A senior DHS official denied these claims in a statement to The Crimson, saying that Öztürk was put in contact with her lawyer “within hours of her arrival at the facility.”

“Daily inspections are conducted by the facility administrator, and there have been no reports or documented complaints of rodent activity,” the official wrote. “ICE has also provided Ms. Ozturk with prompt medical care and services, and she has not filed any grievances regarding delayed medical care.”

The DHS official then doubled down on the Trump administration’s recent threats to international student visas.
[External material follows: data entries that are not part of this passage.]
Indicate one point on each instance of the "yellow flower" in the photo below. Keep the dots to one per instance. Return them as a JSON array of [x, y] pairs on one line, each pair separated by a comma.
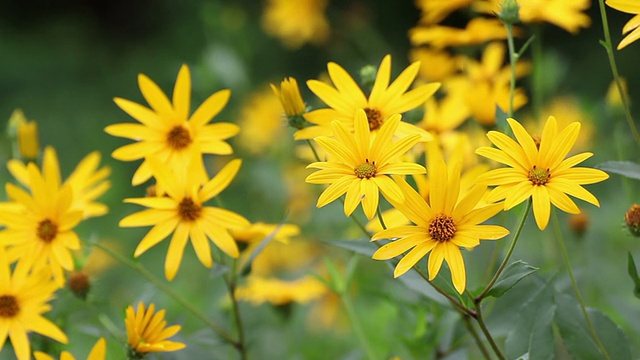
[[24, 296], [539, 171], [87, 182], [296, 22], [98, 352], [385, 100], [442, 226], [261, 121], [167, 131], [290, 97], [567, 14], [478, 30], [360, 167], [182, 213], [259, 290], [633, 25], [40, 230], [434, 11], [147, 331]]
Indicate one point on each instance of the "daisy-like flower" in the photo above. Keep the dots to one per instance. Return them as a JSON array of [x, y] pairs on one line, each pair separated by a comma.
[[147, 331], [24, 297], [297, 22], [539, 169], [182, 213], [360, 167], [167, 131], [385, 100], [98, 352], [632, 26], [442, 226], [39, 231], [87, 182]]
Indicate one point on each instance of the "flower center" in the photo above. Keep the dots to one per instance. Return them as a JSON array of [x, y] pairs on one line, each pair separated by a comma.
[[442, 228], [179, 138], [47, 230], [8, 306], [539, 176], [366, 170], [189, 210], [374, 117]]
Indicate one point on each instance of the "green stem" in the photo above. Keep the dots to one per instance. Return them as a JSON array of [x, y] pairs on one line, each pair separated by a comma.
[[614, 70], [167, 290], [574, 284], [476, 338], [486, 332], [509, 252], [355, 324]]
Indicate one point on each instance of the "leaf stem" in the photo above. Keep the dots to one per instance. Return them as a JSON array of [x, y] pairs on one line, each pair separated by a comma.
[[607, 44], [574, 284]]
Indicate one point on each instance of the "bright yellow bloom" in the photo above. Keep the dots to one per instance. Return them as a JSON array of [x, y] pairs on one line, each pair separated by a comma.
[[434, 11], [40, 230], [24, 296], [182, 213], [290, 97], [167, 131], [360, 167], [297, 22], [442, 226], [98, 352], [385, 100], [567, 14], [478, 30], [632, 26], [87, 182], [261, 122], [539, 170], [147, 331]]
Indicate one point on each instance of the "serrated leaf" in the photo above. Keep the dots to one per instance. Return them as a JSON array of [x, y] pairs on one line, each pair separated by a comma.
[[633, 273], [624, 168], [511, 275]]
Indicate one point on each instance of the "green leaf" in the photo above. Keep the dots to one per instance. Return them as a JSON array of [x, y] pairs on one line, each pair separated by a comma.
[[577, 337], [624, 168], [633, 272], [511, 275]]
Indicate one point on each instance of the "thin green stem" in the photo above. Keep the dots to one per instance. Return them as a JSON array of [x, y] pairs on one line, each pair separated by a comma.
[[487, 334], [167, 290], [355, 324], [614, 70], [476, 337], [574, 284], [512, 246]]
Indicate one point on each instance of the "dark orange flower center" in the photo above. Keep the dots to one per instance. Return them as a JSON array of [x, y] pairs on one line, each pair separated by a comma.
[[189, 210], [442, 228], [366, 170], [374, 117], [179, 138], [47, 230], [9, 306], [539, 176]]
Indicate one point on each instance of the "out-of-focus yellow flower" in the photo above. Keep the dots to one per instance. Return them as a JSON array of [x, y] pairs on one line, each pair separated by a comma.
[[435, 64], [567, 14], [147, 331], [478, 30], [98, 352], [434, 11], [486, 84], [298, 22], [259, 290], [290, 97], [260, 122]]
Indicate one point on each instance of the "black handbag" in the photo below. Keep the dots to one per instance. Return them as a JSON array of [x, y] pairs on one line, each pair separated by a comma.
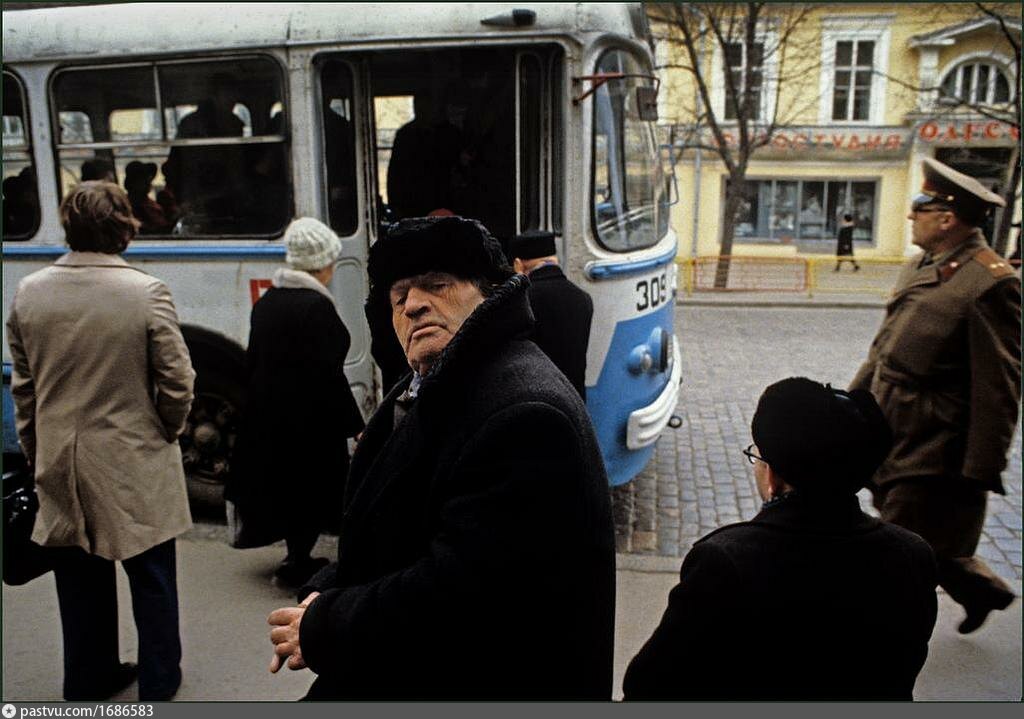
[[24, 560]]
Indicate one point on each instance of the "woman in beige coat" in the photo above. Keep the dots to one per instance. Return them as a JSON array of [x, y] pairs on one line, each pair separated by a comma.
[[102, 384]]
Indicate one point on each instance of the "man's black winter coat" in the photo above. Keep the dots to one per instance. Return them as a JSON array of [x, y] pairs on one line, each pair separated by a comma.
[[806, 601], [563, 313], [476, 558]]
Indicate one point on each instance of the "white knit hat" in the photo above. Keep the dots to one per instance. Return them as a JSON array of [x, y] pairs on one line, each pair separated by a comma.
[[311, 245]]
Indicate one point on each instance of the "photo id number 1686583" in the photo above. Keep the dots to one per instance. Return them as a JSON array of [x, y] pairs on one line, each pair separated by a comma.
[[651, 292]]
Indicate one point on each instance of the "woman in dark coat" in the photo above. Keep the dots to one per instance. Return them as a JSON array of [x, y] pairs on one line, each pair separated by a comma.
[[292, 450]]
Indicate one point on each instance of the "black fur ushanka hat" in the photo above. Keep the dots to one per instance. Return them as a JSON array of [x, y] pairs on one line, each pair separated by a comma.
[[418, 245], [819, 439]]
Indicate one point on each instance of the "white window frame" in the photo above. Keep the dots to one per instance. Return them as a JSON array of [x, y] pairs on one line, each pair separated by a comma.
[[873, 29], [999, 61], [768, 37]]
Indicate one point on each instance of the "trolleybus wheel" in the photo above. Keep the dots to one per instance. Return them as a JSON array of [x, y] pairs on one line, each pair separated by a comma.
[[209, 437]]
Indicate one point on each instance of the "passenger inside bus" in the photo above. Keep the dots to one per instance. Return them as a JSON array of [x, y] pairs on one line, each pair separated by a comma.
[[98, 168], [424, 159], [208, 178], [138, 182], [457, 152], [20, 204]]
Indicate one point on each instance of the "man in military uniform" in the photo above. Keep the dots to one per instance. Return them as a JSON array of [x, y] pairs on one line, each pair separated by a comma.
[[945, 369], [563, 311]]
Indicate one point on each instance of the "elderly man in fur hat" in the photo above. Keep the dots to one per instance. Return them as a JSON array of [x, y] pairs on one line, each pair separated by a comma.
[[790, 605], [476, 557], [945, 368]]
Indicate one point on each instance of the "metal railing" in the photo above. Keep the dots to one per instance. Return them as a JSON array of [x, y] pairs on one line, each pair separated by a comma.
[[807, 276]]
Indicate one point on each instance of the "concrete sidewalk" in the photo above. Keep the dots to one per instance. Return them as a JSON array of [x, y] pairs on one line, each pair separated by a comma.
[[226, 595]]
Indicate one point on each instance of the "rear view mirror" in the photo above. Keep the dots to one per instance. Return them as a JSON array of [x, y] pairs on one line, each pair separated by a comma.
[[647, 103]]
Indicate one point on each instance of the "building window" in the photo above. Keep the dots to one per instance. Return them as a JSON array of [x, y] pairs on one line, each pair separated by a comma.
[[854, 69], [737, 59], [786, 210], [852, 88], [20, 197], [976, 83]]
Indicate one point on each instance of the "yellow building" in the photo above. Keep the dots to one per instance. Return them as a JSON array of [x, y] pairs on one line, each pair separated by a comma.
[[859, 94]]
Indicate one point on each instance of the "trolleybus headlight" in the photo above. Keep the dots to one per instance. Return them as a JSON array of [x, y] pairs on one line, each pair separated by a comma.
[[652, 355]]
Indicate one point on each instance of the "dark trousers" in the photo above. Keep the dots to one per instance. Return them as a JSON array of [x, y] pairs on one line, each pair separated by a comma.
[[949, 514], [88, 600]]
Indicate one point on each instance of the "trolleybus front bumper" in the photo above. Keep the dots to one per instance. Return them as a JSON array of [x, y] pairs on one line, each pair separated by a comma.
[[645, 424]]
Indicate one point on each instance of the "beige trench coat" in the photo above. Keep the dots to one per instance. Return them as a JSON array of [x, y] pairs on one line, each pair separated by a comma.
[[102, 383], [945, 367]]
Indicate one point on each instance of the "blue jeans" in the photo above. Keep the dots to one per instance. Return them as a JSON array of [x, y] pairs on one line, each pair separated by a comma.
[[88, 600]]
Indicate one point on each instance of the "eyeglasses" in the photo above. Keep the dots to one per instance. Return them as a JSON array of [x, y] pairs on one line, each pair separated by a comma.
[[923, 199], [751, 457]]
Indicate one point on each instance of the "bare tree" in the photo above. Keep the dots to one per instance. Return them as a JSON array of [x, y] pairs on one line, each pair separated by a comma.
[[1000, 238], [755, 42]]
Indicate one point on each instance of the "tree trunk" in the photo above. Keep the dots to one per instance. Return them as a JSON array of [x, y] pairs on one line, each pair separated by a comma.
[[1000, 241], [732, 197]]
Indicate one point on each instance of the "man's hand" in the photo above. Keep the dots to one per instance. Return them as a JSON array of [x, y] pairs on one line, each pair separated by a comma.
[[285, 635]]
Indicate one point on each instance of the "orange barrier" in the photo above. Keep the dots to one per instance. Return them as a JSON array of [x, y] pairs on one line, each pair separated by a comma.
[[744, 273], [808, 275]]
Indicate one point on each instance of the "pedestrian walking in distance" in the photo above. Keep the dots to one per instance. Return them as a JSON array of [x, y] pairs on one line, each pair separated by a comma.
[[945, 367], [845, 243], [811, 599], [299, 408], [476, 555], [102, 384], [562, 311]]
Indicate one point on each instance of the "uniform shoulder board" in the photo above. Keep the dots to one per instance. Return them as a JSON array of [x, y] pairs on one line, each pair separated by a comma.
[[996, 265]]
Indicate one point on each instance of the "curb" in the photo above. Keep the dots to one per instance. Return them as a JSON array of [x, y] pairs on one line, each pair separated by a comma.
[[773, 304]]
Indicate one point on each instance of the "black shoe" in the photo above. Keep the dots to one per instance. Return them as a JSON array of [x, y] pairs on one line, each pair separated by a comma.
[[976, 616], [123, 676]]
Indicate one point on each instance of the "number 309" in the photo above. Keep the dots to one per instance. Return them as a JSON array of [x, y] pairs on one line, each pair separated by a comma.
[[651, 293]]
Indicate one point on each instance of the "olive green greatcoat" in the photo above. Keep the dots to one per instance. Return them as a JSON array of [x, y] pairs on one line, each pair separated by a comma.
[[102, 384], [945, 367]]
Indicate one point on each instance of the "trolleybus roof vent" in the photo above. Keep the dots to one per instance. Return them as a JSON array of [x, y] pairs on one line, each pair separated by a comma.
[[519, 17]]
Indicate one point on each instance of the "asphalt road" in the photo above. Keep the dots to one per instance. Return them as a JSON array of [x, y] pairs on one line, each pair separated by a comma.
[[699, 479]]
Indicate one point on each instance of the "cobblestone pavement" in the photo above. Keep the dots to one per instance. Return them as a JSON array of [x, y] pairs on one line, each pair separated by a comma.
[[699, 480]]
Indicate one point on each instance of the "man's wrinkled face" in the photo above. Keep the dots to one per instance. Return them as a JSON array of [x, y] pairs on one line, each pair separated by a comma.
[[930, 224], [427, 310]]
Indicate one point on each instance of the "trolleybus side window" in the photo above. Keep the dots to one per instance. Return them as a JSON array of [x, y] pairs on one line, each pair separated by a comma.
[[531, 170], [200, 145], [339, 146], [629, 194], [20, 196], [454, 149]]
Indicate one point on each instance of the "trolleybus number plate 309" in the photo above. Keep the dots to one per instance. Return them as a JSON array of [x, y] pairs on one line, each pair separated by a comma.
[[651, 292]]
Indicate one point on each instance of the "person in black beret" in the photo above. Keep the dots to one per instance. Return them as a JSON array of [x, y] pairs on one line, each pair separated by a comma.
[[476, 554], [563, 311], [945, 367], [811, 599]]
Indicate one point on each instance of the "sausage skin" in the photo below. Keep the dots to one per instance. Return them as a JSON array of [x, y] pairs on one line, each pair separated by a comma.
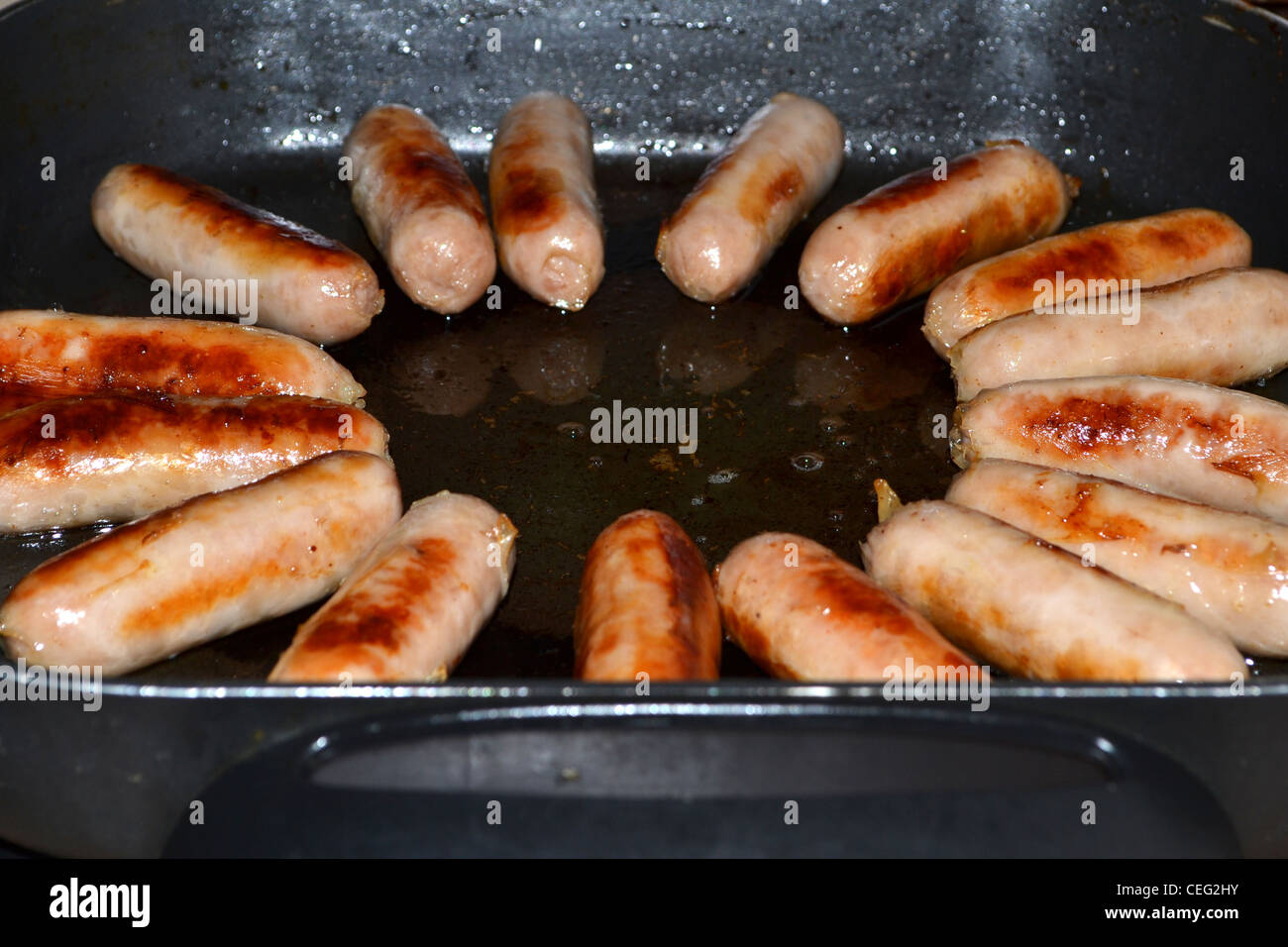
[[116, 458], [413, 604], [907, 236], [162, 223], [1223, 328], [420, 209], [1155, 250], [645, 605], [1185, 440], [549, 235], [776, 169], [1033, 609], [54, 355], [211, 566], [804, 613], [1228, 570]]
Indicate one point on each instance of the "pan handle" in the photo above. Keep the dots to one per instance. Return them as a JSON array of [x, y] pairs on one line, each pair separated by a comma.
[[707, 780]]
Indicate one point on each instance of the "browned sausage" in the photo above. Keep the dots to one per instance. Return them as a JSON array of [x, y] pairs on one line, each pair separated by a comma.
[[542, 180], [1155, 250], [907, 236], [802, 612], [308, 285], [773, 172], [78, 460], [420, 209], [50, 355], [412, 605], [647, 605]]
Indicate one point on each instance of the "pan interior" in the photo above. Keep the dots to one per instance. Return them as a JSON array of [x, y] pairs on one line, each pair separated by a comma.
[[795, 418]]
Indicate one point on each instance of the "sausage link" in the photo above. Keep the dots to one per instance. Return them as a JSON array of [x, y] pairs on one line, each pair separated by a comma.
[[907, 236], [413, 604], [645, 605], [1228, 570], [549, 234], [202, 570], [1155, 250], [769, 178], [1185, 440], [1223, 328], [1033, 609], [802, 612], [81, 460], [307, 285], [51, 355], [420, 209]]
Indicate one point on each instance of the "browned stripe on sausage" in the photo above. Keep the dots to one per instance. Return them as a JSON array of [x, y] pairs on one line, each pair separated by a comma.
[[943, 252], [1082, 425], [153, 361], [419, 165], [694, 612], [226, 218], [528, 197], [1085, 518], [704, 183], [1108, 252], [380, 618], [691, 618], [769, 188], [861, 605], [99, 425], [67, 567]]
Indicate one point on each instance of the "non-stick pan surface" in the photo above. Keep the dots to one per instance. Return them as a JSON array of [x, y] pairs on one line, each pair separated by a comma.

“Being granted a visa to live and study in the United States is a privilege not a right,” the official wrote. “The State Department makes specific determinations about visa revocations when an individual poses a threat to national security.”

The federal government previously revoked the visas of a dozen Harvard students and recent graduates but then reversed course and restored them. Though the State Department restored the Harvard affiliates’ visas, thousands of international students across the nation remain without a visa renewal.

Lawmakers called Öztürk’s visa revocation and subsequent arrest an instance of “democracy being put to the test.”

“This is not immigration enforcement. This is repression. This is authoritarianism,” the lawmakers wrote.